Pastore (Nbfc), fiduciosa in piano nazionale di ripristino natura entro settembre
Ansaincontra sui temi della biodiversità con Nbfc e AsviS
"La legge europea per il ripristino della natura è una legge e non una direttiva. È un obbligo e quindi entro il primo settembre 2026 gli Stati membri dovranno consegnare una prima bozza che dovrà essere validata entro l'anno successivo. Quindi entro il primo settembre, per la prima volta, avremo il piano nazionale di ripristino. Io sono fiduciosa". Lo ha detto la coordinatrice del National biodiversity future center Maria Chiara Pastore nel corso dell'ANSAincontra dedicato ai temi della biodiversità e del restauro della natura insieme al direttore scientifico dell'Alleanza italiana per lo sviluppo sostenibile (ASviS) Enrico Giovannini. "Oggi gli alberi e gli arbusti devono in parte essere riportati all'interno della città - ha aggiunto -. Quello che dobbiamo fare è pensare di rinunciare a degli spazi che sono oggi occupati dalle auto e che quindi possono, come molti paesi in Europa stanno già facendo, di ricomprendere e ricostituire questi spazi, riportarli alla natura, immaginando anche che possano ospitare un sistema di connessione, che è quello che poi garantisce la biodiversità". A una domanda riguardo l'effettivo aumento o diminuzione della biodiversità nelle città italiane, Pastore ha spiegato che di veri e propri "dati sulla biodiversità nelle città non ce ne sono tantissimi e questo è uno degli aspetti interessanti.

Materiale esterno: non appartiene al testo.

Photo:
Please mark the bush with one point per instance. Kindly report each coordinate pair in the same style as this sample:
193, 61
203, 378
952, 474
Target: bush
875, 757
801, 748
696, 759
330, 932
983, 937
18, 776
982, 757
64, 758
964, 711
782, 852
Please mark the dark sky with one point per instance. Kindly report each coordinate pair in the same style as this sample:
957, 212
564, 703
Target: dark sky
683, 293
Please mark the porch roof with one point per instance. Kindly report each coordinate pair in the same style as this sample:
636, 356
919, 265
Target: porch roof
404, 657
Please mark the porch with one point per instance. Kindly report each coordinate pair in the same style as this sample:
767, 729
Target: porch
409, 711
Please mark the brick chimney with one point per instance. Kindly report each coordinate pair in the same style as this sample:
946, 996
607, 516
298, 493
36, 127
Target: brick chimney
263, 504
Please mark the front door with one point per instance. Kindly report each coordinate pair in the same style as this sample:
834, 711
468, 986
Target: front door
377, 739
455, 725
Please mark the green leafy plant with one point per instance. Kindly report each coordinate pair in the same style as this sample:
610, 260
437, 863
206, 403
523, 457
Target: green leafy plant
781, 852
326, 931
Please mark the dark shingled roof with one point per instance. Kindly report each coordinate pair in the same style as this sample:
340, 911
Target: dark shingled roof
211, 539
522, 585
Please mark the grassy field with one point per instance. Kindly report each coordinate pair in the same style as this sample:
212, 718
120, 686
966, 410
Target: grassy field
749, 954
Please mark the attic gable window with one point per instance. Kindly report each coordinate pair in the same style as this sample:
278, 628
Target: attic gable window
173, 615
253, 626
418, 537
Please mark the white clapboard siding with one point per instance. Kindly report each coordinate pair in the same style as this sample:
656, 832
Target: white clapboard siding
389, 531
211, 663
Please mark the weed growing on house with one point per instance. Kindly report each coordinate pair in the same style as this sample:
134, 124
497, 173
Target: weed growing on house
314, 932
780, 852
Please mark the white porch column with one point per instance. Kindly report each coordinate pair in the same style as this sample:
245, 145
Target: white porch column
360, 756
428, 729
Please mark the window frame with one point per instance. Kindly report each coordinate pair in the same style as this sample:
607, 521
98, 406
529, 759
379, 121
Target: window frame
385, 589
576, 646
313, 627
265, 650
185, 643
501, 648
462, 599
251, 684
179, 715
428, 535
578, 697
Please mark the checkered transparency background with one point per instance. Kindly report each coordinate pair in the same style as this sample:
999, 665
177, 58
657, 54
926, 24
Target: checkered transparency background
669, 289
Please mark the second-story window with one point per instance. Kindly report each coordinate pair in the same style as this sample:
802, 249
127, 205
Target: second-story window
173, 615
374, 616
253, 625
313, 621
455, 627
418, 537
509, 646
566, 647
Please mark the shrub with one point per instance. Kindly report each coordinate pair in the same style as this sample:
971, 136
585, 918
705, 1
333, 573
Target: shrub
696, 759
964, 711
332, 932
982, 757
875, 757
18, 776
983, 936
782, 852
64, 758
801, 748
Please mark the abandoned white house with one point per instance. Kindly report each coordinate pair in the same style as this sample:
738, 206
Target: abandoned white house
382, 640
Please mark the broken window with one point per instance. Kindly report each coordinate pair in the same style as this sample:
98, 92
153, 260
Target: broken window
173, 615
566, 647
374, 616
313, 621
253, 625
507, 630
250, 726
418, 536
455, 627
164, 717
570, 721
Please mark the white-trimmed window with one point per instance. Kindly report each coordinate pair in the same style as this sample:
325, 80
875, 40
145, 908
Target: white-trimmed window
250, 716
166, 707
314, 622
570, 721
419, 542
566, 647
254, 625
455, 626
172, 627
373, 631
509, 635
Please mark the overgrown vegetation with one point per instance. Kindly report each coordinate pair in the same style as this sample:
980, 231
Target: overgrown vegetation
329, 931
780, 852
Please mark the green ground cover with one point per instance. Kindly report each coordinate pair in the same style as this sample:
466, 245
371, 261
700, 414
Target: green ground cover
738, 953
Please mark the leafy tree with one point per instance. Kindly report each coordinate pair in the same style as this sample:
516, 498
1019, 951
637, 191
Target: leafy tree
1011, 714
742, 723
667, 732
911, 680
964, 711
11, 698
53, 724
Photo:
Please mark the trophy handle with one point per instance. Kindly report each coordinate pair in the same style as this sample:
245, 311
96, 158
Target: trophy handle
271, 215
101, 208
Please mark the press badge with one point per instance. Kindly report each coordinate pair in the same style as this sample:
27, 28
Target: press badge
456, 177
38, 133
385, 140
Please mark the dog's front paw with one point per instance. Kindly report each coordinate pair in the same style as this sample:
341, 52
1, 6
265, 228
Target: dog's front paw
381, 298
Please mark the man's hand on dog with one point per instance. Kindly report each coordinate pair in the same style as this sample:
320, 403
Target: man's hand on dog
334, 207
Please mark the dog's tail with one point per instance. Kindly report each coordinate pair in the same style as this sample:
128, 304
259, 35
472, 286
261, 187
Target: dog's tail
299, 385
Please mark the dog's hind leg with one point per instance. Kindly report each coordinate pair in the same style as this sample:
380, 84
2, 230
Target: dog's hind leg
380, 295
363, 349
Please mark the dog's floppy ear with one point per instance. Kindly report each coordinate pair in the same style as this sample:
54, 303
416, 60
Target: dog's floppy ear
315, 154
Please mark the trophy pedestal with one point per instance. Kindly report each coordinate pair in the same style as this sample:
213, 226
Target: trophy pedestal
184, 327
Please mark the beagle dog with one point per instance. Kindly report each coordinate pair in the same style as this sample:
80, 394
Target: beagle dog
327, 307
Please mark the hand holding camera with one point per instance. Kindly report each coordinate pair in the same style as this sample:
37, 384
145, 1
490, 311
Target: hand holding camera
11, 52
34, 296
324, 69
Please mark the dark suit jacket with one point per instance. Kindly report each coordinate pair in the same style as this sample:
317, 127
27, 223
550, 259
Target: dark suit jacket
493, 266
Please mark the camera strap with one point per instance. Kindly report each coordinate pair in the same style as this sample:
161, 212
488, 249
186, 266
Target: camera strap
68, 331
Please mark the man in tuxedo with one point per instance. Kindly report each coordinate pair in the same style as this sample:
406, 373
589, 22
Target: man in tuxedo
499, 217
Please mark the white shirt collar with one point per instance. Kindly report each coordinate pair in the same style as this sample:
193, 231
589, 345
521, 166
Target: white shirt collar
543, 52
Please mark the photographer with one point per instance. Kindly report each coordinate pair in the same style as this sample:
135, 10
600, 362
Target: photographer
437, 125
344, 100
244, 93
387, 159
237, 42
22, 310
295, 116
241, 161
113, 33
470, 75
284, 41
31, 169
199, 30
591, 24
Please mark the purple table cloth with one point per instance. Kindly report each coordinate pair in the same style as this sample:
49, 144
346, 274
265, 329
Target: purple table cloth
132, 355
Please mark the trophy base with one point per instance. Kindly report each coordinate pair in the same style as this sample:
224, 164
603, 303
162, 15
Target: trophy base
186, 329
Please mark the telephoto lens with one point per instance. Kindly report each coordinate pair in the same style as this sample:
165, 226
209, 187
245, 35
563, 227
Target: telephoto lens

Il Centro nazionale di biodiversità ha proprio lavorato moltissimo su questo aspetto nel tentativo di ricomporre un sistema di informazioni innanzitutto settoriale, che quindi comprendeva molto spesso degli aspetti molto specifici di una disciplina e che non vedeva e non riusciva a ricomporre un sistema". Ma ha poi sottolineato che "la biodiversità è nelle nostre città e forse non la vediamo proprio tanto. Ma è presente e abbiamo bisogno di conoscerla, in un momento dove la città è proprio un luogo dove, siccome noi ci viviamo, dobbiamo cominciare a nutrirla e reimmaginarla come un ecosistema complesso".